Gross-up calculations are commonly used in these scenarios:
- Relocation packages: When an employer pays for your moving expenses, the payment is taxable income. Employers gross up the relocation amount so you receive the full intended value after taxes.
- Sign-on bonuses: A company promising you a "$10,000 sign-on bonus" may gross it up to ~$14,500 so you receive exactly $10,000 after all taxes are withheld.
- Executive compensation: Tax equalization for expatriate employees and executive perks often involve gross-up calculations.
- Severance payments: Some employers gross up severance to provide the agreed-upon net amount.
- Gift or award programs: Employee awards and gifts over $75 are taxable, so companies gross them up to cover the tax impact.
Gross-Up Formula Explained
The gross-up formula reverses the tax calculation. If you want the employee to receive a specific net amount:
Gross Amount = Net Amount ÷ (1 − Total Tax Rate)
For example, to deliver $10,000 net to an employee with a 35% combined tax rate: $10,000 ÷ (1 − 0.35) = $15,384.62 gross.
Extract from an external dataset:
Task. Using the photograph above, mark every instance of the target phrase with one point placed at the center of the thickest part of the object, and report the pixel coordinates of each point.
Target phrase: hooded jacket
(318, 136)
The employer pays $15,384.62, taxes take $5,384.62, and the employee receives exactly $10,000.
Gross-Up Costs by State
The cost to gross up varies dramatically by state due to different tax rates. To deliver a $10,000 net payment:
| State | Gross Amount Needed | Total Tax Cost |
|---|---|---|
| Texas (No Tax) | $14,200 | $4,200 |
| Illinois (4.95%) | $15,050 | $5,050 |
| New York (6.85%) | $15,650 | $5,650 |
| California (9.3%) | $16,400 | $6,400 |
Iterative vs. Simple Gross-Up
A common mistake in gross-up calculations is using a simple one-step formula. In reality, grossing up requires iteration because the additional gross amount generates its own taxes:
- Step 1: Calculate initial gross using simple formula: $10,000 / (1 - 0.35) = $15,384.62
- Step 2: The $5,384.62 extra is itself income, generating ~$1,884.62 more tax
- Step 3: Continue iterating until the math converges on the precise gross amount
Our calculator performs this iterative calculation automatically, delivering a precise result that accounts for the compounding effect of grossing up taxes on taxes. This is especially important for large amounts where the difference between simple and iterative methods can be hundreds of dollars.
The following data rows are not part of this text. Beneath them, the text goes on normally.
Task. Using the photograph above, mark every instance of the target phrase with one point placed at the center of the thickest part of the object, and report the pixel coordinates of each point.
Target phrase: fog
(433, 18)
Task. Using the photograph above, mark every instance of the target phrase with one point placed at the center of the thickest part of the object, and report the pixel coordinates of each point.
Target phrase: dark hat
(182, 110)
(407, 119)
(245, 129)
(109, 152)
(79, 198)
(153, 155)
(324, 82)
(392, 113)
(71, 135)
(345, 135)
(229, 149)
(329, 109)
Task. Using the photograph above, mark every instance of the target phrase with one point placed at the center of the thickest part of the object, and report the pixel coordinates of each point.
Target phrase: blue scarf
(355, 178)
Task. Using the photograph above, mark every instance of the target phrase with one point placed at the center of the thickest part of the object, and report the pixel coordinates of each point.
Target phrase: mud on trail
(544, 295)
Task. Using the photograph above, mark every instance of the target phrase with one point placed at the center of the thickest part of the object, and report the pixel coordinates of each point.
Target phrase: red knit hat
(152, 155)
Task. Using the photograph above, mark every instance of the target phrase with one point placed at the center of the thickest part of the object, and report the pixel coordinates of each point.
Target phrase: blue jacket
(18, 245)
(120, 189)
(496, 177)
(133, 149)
Common Gross-Up Mistakes to Avoid
Even experienced payroll professionals make these errors when calculating gross-ups:
- Ignoring FICA: When grossing up, you must include Social Security (6.2%) and Medicare (1.45%) in your total tax rate, not just income tax. Forgetting FICA leads to under-grossing by 7.65%.
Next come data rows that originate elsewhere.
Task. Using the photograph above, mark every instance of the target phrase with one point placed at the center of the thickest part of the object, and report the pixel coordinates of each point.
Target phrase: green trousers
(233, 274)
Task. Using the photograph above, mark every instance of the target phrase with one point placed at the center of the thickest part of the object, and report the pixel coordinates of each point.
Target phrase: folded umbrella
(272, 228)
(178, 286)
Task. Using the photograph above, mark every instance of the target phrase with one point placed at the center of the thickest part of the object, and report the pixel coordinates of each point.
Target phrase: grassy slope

- Using marginal vs. effective rate: The gross-up should use the employee's marginal tax rate (the rate on the next dollar earned), not their effective rate. Using the effective rate results in an incorrect gross amount.
- Forgetting state taxes: In high-tax states like California (13.3%) or New York (10.9%), ignoring state taxes creates a significant under-gross. Always include federal, state, and local rates.
- Not accounting for wage base limits: Social Security tax stops at $176,100 in 2025. If the employee has already exceeded this wage base, SS should be excluded from the gross-up calculation for that payment.